En effet, ce dernier « considère que tout Juif de la diaspora, et donc c’est vrai en France, doit partout où il le peut apporter son aide à Israël. C’est pour ça d’ailleurs qu’il est important que les Juifs prennent des responsabilités politiques. Tout le monde ne pense pas la même chose dans la Communauté juive, mais je crois que c’est nécessaire. Car, on ne peut pas à la fois se plaindre qu’un pays comme la France, par exemple, ait dans le passé et peut-être encore aujourd’hui, une politique par trop pro-arabe et ne pas essayer de l’infléchir par des individus qui pensent différemment en leur permettant de prendre le plus grand nombre de responsabilités. En somme, dans mes fonctions et dans ma vie de tous les jours, au travers de l’ensemble de mes actions, j’essaie de faire en sorte que ma modeste pierre soit apportée à la construction de la terre d’Israël. (Passages N° 35 - Février/Mars 1991 )

Que Domique Strauss-Khan soit proche de la ligne politique du Parti Travailliste et du mouvement la « Paix Maintenant » ne peut faire illusion quand, on connait, par ailleurs, la politique de colonisation et de répression qu’a subie le peuple palestinien sous le règne des travaillistes israéliens. Donc une dénonciation d’un « sionisme DSK » n’aurait été nullement une hypothèse farfelue avec évidemment sa traduction hexagonale : antisémitisme.

A noter qu’une telle hypothèse n’est pas plus fantaisiste que celle émise par l’ancien directeur du FMI, lui même, quand il imaginait une machination l’accusant d’un viol d’une femme « dans un parking à qui on promettrait 500.000 ou un million d’euros pour inventer une telle histoire. » (Libération 28 avril 2011).

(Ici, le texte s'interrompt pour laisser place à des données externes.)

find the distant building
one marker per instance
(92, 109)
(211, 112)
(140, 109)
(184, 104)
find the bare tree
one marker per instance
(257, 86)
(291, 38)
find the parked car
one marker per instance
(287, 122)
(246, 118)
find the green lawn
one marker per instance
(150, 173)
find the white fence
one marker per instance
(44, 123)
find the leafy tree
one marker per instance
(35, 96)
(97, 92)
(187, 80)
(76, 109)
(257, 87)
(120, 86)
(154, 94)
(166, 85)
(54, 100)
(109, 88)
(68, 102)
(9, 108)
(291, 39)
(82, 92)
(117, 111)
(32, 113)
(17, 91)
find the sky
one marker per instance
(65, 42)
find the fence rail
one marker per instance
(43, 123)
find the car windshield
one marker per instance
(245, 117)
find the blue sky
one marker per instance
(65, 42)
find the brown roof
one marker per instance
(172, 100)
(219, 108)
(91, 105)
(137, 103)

En résumé, les prises de positions qu’a entraîné l’affaire du Sofitel de New York ont permis de mesurer le fossé qui existe entre l’énonciation récurrente par l’élite sociale, intellectuelle et politique de l’hexagone des valeurs de justice et d’égalité et leurs effectives volontés de les appliquer quand cette même élite est impliquée d’une manière ou d’une autre.

C’est pour cela que, DSK « guilty or not guilty », l’évènement de la suite 2806 a provoqué un dommage collatéral dans la classe politique et par ricochet une victime, la démocratie française.